In a sense, it's an alternate form of Proof-of-Stake. As Section 8.4 explains,
the conventional wisdom is that Proof-of-Stake's flaw is that it's circular.
We've proved that actually it's not circular enough, i.e., the stakes it
assigns are different than the stakes in society's existing monetary game.

Proof-of-Balance allows "stakes" (what we call "weight") to be issued in
proportion to monetary balances. Once those stakes are in users' hands, the
protocol can run using the algorithms designed for PoS, including all of their
reward and governance mechanisms.

It turns out that to fully unleash the power of those algorithms, you need a
verifiably secure stake-distribution mechanism. That's what we've invented.
(It's harder than it sounds, of course...)

------
dfischer
This is really awesome, I'm going to keep digesting this but hope to get more
people to read this for debate. Thanks.

------
ClintEhrlich
Hi HN,

Lead author here. The mods have graciously given me permission to announce
some computer science work as a Show HN. It concerns permissionless Byzantine
consensus – the notoriously difficult problem of how to securely replicate a
state machine in the absence of a reliable identity system, which is the
underpinning of Bitcoin and other decentralized ledgers.

By copying the signaling techniques used by animals, my co-author and I have
achieved a 40,000x improvement in security and performance over the prior
state of the art. This vindicates a prediction made 10 years ago by a Chinese
researcher, one of the world's rare dual-PhDs in biology and computer science,
who believed that reverse-engineering animal-communication networks could
produce a consensus-protocol breakthrough similar to the invention of public-
key cryptography.

The parallel between asymmetric encryption and our discovery goes beyond the
scale of the advancement. It actually concerns the mechanism that our protocol
uses to protect itself from pseudo-spoofing or "Sybil" attacks, in which an
entity uses sockpuppets to hijack consensus by casting extra votes. Existing
technologies, like Proof-of-Work and Proof-of-Stake, are _symmetric_ in the
sense that they require correct agents to "outbid" the adversary by verifiably
expending more money or computing power. If the adversary's budget for an
attack is greater than the security budget of honest protocol participants,
then the entire system collapses.

Our paper introduces the first _asymmetric_ system, Proof-of-Balance. It
guarantees that honest protocol participants will remain in control of the
consensus protocol, even if their security budget is many times smaller than
the adversary's budget for an attack. This verifiable asymmetry yields not
only an exponential improvement in security, but also a corollary increase in
performance: because the adversary's maximum fraction of total voting power is
tightly constrained, transactions can be processed on the open internet using
speeds that were previously possible only on permissioned networks.

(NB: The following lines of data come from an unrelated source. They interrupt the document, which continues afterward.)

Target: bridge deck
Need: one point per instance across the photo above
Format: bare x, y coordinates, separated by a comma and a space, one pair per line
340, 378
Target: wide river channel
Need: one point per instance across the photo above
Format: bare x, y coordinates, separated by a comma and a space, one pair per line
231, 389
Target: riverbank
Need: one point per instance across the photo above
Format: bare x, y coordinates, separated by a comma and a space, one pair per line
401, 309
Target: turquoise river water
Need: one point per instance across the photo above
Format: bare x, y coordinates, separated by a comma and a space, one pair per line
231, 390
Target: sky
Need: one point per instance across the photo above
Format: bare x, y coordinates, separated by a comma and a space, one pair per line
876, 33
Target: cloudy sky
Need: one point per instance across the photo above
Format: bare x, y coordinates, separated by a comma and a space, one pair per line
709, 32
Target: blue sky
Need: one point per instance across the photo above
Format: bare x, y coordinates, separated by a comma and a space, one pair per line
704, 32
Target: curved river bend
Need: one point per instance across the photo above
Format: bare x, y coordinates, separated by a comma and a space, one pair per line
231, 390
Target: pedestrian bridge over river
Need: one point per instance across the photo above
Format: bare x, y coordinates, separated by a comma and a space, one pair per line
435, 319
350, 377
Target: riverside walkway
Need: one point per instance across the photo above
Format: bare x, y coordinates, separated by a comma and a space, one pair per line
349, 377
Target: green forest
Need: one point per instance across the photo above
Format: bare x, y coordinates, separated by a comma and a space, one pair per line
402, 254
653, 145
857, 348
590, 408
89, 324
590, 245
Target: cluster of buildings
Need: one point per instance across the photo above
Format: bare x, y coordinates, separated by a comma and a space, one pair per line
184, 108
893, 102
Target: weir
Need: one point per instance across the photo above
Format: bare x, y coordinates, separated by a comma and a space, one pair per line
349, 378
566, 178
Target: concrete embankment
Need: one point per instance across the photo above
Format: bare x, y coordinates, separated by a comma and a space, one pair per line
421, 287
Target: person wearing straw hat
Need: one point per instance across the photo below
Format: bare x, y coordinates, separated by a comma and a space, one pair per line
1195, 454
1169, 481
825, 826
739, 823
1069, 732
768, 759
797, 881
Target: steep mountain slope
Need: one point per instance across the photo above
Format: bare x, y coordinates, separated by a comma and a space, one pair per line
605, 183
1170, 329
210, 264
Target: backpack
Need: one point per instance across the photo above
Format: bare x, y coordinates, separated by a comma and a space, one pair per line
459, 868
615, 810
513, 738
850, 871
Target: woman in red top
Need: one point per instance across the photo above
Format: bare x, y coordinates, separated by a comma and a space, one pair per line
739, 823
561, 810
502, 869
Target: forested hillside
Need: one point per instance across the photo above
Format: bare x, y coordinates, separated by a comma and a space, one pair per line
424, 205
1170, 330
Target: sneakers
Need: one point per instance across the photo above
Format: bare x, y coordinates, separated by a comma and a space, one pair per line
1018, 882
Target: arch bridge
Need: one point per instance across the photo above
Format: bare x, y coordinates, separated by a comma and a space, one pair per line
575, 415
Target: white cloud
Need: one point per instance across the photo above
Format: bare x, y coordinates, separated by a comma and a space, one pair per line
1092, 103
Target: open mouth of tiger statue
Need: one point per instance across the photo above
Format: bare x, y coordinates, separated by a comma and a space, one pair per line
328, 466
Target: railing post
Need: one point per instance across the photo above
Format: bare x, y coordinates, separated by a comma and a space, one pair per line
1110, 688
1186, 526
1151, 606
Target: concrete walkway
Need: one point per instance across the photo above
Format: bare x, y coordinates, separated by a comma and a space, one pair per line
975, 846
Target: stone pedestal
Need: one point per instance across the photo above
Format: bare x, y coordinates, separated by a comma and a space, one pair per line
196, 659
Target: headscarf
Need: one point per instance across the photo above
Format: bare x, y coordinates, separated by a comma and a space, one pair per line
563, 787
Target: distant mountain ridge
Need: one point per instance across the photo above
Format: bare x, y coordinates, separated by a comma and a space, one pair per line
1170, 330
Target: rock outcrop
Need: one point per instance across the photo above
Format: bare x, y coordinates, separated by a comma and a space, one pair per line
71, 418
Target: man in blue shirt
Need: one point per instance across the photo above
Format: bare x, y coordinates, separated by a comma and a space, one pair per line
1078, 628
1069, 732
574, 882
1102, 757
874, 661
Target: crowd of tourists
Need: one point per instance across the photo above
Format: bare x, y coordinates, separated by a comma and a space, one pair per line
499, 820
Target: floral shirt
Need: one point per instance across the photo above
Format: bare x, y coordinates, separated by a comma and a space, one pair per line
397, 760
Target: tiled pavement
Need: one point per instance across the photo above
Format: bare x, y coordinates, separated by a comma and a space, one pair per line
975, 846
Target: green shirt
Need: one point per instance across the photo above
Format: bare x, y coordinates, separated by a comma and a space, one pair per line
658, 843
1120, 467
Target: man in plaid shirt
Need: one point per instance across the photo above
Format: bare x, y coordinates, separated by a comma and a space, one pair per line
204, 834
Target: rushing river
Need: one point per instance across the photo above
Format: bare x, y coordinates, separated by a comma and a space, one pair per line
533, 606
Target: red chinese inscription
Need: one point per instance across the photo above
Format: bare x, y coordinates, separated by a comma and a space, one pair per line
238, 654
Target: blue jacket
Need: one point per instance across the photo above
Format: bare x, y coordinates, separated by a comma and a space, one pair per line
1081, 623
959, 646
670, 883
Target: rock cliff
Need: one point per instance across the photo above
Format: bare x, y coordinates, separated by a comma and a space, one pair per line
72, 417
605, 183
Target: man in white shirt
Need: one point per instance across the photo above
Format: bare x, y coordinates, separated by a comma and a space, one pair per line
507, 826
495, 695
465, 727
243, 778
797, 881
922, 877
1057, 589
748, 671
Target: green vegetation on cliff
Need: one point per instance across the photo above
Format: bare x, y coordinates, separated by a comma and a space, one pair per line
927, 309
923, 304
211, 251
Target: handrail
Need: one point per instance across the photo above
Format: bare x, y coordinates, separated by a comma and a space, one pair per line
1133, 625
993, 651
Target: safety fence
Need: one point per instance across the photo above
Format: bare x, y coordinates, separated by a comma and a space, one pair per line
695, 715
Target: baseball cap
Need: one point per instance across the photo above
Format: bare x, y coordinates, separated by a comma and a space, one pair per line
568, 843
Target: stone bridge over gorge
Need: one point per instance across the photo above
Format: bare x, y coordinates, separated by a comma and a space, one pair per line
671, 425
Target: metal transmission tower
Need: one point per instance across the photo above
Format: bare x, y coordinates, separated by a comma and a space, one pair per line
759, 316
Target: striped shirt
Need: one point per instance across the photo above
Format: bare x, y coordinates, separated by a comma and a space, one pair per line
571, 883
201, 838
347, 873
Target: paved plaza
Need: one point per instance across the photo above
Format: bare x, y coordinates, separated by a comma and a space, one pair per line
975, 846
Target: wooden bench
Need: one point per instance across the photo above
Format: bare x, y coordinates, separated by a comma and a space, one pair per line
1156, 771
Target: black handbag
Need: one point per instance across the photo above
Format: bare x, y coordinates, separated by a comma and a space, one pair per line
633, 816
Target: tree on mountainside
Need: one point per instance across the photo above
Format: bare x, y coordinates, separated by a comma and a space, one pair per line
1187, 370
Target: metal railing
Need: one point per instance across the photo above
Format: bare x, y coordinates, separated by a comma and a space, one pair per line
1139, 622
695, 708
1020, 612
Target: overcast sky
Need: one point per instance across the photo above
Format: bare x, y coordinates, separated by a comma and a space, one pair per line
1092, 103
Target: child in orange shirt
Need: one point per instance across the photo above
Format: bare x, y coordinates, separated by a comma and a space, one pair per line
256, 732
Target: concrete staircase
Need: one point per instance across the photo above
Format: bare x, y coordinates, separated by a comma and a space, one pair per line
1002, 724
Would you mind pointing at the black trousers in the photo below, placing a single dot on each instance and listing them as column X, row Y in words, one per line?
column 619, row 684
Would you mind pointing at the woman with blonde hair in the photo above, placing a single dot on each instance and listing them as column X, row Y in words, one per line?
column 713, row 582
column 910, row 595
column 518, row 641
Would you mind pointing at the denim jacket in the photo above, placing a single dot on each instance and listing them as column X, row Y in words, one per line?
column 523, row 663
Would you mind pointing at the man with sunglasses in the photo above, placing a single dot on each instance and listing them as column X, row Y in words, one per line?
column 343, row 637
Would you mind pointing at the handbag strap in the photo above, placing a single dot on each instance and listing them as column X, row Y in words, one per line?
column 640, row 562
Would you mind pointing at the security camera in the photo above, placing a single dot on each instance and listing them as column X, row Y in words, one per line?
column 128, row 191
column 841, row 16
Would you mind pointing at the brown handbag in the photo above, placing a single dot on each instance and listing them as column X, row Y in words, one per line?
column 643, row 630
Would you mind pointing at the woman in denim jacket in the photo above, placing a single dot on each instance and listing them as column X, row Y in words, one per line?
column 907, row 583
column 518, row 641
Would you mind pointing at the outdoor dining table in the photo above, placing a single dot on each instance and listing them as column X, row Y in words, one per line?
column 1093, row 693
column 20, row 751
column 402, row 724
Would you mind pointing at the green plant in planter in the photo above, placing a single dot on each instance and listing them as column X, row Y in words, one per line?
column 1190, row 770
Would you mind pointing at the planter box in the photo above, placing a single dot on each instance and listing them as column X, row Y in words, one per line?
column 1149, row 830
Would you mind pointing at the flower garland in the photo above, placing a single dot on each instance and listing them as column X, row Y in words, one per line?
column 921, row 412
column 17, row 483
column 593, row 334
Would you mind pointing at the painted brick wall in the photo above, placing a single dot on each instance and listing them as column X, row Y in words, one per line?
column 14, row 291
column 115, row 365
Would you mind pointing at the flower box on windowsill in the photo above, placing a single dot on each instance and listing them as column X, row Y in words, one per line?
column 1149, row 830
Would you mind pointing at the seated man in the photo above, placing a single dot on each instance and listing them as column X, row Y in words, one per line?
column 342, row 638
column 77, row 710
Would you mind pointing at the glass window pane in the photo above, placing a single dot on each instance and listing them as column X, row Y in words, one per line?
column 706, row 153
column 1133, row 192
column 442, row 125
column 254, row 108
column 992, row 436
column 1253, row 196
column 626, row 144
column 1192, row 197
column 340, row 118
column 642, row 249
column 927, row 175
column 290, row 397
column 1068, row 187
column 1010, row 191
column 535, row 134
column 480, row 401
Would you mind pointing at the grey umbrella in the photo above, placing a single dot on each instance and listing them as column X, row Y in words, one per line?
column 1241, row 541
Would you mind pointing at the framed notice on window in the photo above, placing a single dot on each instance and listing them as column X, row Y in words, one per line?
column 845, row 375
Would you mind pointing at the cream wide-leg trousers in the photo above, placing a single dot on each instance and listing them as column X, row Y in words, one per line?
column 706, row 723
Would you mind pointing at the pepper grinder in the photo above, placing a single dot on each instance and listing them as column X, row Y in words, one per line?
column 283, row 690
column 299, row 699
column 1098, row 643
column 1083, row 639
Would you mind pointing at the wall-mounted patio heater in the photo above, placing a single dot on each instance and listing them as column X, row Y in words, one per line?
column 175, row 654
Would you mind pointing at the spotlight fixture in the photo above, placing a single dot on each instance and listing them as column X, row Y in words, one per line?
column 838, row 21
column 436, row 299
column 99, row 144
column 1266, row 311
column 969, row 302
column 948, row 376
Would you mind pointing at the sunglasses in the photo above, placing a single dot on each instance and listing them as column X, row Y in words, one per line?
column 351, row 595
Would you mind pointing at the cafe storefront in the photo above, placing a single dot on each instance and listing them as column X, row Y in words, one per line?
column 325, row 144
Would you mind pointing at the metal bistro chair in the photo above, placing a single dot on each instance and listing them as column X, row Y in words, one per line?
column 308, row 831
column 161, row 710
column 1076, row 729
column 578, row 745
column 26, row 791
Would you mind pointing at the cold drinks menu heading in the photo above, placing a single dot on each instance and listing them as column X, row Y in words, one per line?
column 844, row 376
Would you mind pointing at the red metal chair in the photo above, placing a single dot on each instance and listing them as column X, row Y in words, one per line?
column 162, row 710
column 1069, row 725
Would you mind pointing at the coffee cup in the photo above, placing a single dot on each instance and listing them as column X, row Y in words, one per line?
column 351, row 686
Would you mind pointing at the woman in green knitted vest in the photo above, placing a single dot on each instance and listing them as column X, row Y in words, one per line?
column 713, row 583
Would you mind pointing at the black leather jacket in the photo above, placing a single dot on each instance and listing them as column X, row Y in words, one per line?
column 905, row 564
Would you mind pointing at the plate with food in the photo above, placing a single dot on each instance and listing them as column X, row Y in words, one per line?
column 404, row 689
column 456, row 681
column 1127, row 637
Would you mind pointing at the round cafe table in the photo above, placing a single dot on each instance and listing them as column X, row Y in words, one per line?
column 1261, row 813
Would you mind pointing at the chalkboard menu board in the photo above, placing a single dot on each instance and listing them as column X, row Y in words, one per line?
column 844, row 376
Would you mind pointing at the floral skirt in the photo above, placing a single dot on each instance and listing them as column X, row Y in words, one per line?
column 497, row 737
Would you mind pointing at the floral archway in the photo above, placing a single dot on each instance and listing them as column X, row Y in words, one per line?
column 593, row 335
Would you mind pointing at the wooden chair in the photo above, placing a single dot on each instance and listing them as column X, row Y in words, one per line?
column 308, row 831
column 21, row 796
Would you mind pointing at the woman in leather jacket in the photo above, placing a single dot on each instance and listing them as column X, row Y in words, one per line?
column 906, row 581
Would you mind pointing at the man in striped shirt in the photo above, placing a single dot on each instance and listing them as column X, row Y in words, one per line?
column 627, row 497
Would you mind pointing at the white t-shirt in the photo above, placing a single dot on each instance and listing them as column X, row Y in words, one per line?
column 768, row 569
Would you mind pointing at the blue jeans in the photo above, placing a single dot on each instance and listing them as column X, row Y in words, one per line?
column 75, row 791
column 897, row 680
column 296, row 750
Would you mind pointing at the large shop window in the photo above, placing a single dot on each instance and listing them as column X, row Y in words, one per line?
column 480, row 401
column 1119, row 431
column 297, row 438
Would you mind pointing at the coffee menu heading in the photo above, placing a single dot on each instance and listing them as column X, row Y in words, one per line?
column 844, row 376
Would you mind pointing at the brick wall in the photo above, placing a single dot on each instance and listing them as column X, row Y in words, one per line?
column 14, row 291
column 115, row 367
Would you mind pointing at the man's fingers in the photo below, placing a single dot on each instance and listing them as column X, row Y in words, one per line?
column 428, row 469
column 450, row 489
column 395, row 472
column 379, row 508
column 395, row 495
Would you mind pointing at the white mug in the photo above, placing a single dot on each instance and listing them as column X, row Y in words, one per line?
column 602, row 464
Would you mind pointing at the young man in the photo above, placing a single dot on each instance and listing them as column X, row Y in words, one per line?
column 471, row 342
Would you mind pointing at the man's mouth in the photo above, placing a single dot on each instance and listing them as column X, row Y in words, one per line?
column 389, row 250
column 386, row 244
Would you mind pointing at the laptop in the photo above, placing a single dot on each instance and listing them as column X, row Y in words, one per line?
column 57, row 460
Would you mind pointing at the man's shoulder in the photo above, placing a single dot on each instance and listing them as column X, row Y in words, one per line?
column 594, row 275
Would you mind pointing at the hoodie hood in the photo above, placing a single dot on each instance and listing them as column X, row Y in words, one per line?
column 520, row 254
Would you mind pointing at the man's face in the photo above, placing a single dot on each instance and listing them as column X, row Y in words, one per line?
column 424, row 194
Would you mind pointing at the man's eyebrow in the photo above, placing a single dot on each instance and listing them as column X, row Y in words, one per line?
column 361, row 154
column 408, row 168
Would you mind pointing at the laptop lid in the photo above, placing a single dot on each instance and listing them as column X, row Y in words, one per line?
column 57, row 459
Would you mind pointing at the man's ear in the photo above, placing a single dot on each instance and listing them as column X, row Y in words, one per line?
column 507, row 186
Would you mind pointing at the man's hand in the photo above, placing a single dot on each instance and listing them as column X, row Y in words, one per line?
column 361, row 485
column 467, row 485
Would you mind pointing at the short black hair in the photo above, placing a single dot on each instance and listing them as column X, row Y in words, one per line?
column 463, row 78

Asymmetry is nothing new in access control – e.g., a lock increases the
security of a house by more than its purchase price, so homeowners aren't
forced to "outbid" burglars to keep their families safe. However, it has been
ignored in resource-weighted consensus, because the field has been guided by
the "handicap principle" – which claims that the reliability of a signal
depends on its verifiable cost to the signaler. Bitcoin enthusiasts often
expressly invoke this principle to justify the waste inherent in Proof-of-
Work, claiming that it is a universal law of nature, which applies with equal
force to biology and computer science.

Not so. That is close to what biologists believed in the 1990s, when formal
game-theoretic modeling first substantiated the concept of handicap-
authenticated signaling. However, subsequent work revealed that it is actually
the verifiable cost of _faking_ a signal that determines whether information
can be transmitted reliably. If the cost for a dishonest entity to spoof a
signal is sufficiently high, then honest agents can transmit reliable signals
at zero cost. This is known as cue-authenticated signaling, and it is the key
to our protocol, KRNC ("Key Retroactivity Network Consensus").

An intuitive example of the difference between handicap-authenticated
signaling and cue-authenticated signaling is how male peacocks and tigers
signal their fitness to potential mates. Male peacocks waste resources growing
oversized tails, a handicap that proves their fitness based on the amount of
self-inflicted punishment they can endure. Male tigers compete with one
another to grow as large as possible to gain an edge in lethality, and their
size happens to have the added bonus of providing a cue of their fitness.

We adapt the "cue principle" to obtain a novel solution to Goodhart's Law, the
adage that a measure ceases to be accurate once it becomes a target. Our
rejoinder: if whatever you measure will become a target, measure the thing
that is already a target. (The math confirms this.)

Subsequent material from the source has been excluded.